Why I’d rather have Liz Truss than Xi Jinping as a leader The 20th national congress of the Chinese Communist party will be everything that the Tory party conference was not: choreographed, disciplined and united in support for an all-powerful leader. But the democratic British mess is preferable to China’s authoritarian model, writes Gideon Rachman.
The new rules for business in a post-neoliberal world Over 40 years ago, the Reagan-Thatcher revolution was born. Taxes were slashed, unions were squashed, markets were deregulated and global capital unleashed. But economic pendulums swing and, over the past couple of weeks, it’s become quite clear that anything remotely related to trickle-down theory is now political Kryptonite, writes Rana Foroohar.
Chinese tech groups bank on virtual influencers Virtual idols are having a moment.
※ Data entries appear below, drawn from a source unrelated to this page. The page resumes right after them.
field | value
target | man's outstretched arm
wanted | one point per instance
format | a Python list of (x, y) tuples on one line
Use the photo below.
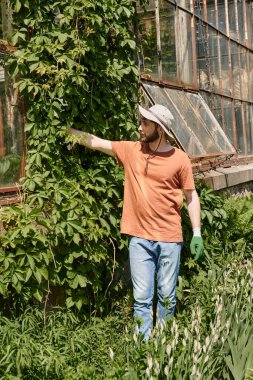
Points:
[(93, 142)]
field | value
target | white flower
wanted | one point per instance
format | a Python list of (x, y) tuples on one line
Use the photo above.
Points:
[(111, 353), (150, 361), (168, 349)]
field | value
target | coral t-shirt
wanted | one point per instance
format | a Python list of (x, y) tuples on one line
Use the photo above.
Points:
[(152, 200)]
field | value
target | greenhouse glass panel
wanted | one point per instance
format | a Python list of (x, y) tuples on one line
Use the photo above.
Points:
[(221, 16), (241, 24), (214, 103), (228, 120), (249, 16), (11, 140), (214, 62), (184, 50), (232, 18), (211, 14), (244, 74), (241, 138), (168, 45), (149, 57), (194, 125), (250, 76), (186, 4), (184, 135), (203, 75), (225, 70), (249, 130), (235, 69), (209, 121)]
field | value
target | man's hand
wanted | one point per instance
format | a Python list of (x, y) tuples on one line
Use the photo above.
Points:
[(197, 248)]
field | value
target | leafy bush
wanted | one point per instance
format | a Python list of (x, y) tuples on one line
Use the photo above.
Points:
[(75, 64), (58, 346)]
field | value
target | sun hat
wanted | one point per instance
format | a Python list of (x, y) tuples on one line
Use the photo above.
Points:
[(159, 114)]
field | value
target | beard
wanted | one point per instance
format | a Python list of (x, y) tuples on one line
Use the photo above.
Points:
[(153, 137)]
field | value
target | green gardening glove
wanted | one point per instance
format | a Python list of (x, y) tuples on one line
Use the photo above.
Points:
[(197, 247)]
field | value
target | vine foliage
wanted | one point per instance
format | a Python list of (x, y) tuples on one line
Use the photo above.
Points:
[(76, 68)]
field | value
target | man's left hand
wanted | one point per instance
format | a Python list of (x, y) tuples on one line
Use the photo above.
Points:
[(197, 248)]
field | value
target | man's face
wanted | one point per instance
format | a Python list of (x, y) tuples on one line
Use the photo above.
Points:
[(148, 131)]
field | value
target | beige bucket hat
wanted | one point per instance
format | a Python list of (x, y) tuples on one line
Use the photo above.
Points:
[(159, 114)]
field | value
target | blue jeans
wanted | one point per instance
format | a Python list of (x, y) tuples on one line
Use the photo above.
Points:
[(146, 258)]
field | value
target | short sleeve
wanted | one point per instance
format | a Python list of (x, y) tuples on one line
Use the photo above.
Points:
[(186, 175), (121, 149)]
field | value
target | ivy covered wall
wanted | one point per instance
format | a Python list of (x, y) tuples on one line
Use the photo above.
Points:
[(75, 64)]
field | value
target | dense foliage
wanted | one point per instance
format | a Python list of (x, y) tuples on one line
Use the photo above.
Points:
[(75, 64), (211, 336)]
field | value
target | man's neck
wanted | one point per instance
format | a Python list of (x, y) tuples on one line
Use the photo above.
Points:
[(163, 146)]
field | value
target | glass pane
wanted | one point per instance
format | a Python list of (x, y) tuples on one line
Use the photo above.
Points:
[(228, 120), (168, 46), (249, 26), (211, 16), (214, 63), (199, 8), (249, 131), (241, 146), (216, 108), (225, 71), (251, 75), (185, 4), (11, 139), (192, 119), (210, 123), (235, 69), (149, 57), (179, 126), (184, 41), (244, 74), (241, 24), (231, 18), (221, 16), (204, 82)]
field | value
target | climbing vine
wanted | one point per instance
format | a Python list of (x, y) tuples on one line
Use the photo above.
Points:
[(75, 67)]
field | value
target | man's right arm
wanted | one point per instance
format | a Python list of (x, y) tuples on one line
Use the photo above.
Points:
[(93, 142)]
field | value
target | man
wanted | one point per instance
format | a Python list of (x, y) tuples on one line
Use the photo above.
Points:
[(155, 176)]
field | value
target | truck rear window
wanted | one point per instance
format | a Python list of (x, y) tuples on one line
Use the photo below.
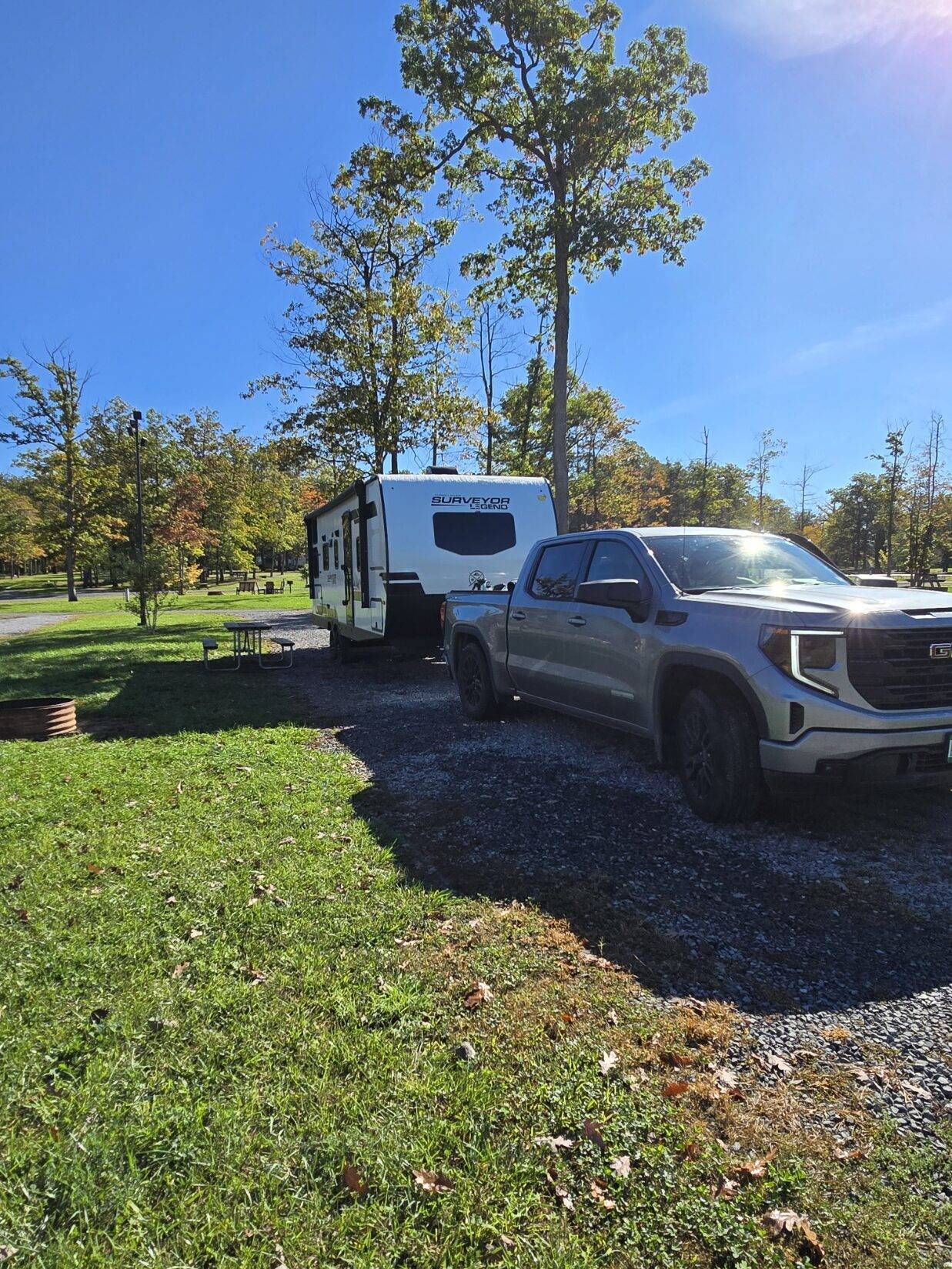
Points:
[(474, 532)]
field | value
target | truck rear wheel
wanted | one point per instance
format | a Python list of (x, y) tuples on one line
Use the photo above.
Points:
[(475, 684), (719, 759)]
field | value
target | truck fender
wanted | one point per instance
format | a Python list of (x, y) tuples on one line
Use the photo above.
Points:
[(713, 665)]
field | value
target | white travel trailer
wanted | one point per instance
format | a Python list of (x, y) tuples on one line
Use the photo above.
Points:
[(382, 555)]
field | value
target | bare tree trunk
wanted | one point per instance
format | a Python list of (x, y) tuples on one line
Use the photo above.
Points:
[(560, 376)]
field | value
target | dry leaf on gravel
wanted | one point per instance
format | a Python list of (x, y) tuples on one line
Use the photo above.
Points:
[(785, 1224), (479, 993), (608, 1063), (432, 1183), (756, 1169), (353, 1181)]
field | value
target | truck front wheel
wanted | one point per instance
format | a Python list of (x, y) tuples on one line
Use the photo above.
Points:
[(475, 684), (719, 758)]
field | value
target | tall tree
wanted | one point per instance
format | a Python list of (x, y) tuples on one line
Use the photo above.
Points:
[(361, 334), (895, 465), (47, 416), (528, 94), (770, 447)]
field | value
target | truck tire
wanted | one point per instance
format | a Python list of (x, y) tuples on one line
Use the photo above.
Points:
[(475, 683), (719, 759)]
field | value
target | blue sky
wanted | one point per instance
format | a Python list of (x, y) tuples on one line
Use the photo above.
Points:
[(144, 152)]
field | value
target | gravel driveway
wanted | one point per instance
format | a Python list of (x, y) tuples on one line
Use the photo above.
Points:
[(827, 923)]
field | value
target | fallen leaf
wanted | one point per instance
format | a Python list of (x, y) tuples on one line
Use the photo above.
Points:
[(857, 1153), (776, 1063), (561, 1192), (592, 1131), (432, 1183), (555, 1142), (607, 1063), (725, 1188), (756, 1169), (353, 1181), (785, 1224), (676, 1089), (479, 993), (676, 1060), (600, 1193)]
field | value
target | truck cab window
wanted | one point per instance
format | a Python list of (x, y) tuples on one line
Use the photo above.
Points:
[(557, 570), (615, 561)]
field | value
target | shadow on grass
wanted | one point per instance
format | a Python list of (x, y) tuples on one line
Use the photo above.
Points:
[(783, 915)]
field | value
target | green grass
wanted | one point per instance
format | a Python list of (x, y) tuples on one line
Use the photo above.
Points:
[(37, 596), (217, 990)]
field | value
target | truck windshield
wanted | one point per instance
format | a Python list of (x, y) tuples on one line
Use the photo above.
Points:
[(721, 561)]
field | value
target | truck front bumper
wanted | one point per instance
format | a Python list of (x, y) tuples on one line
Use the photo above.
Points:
[(840, 758)]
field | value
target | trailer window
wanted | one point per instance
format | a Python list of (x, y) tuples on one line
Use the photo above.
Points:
[(474, 532)]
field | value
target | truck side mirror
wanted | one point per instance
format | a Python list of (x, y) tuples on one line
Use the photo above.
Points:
[(625, 593)]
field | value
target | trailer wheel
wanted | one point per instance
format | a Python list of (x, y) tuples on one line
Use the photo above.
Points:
[(340, 646), (475, 683)]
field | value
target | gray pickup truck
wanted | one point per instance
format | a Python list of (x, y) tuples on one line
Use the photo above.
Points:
[(749, 660)]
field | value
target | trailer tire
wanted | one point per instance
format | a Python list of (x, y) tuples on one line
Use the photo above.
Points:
[(340, 646), (719, 759), (476, 692)]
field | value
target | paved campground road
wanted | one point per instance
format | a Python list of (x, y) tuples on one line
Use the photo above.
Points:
[(18, 623)]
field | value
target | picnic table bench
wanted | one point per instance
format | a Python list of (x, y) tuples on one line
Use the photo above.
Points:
[(248, 645)]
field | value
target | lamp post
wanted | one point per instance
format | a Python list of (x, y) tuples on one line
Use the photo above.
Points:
[(134, 432)]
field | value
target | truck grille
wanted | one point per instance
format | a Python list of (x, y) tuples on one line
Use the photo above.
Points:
[(894, 670)]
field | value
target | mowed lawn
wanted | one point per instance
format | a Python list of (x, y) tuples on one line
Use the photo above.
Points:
[(232, 1028), (47, 594)]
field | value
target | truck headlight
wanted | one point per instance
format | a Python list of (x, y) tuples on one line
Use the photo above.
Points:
[(796, 653)]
Over the past year, Chinese investment and tech groups have ploughed hundreds of millions of dollars into companies that develop digital influencers, which considered a safer option than human celebrities who could be deemed too politically outspoken or having questionable morals.
Why Musk didn’t exit his Twitter bid Before suddenly indicating last week that he wanted to complete the buyout on the original terms, Elon Musk had apparently been wavering on his deal to buy Twitter. But the US court ruling over generic drugmaker Akorn serves as a lesson of how hard it would be for any corporate acquirer in similar circumstances, to walk away, writes Sujeet Indap.
The Prince, Sue-Lin Wong’s chilling series about the Chinese president Xi Jinping, is “a Machiavellian story of power”. The new podcast from the Economist charts Xi’s rise through the ranks and the main world events, from the Tiananmen Square massacre to the fall of the Soviet Union, that helped shape his world view.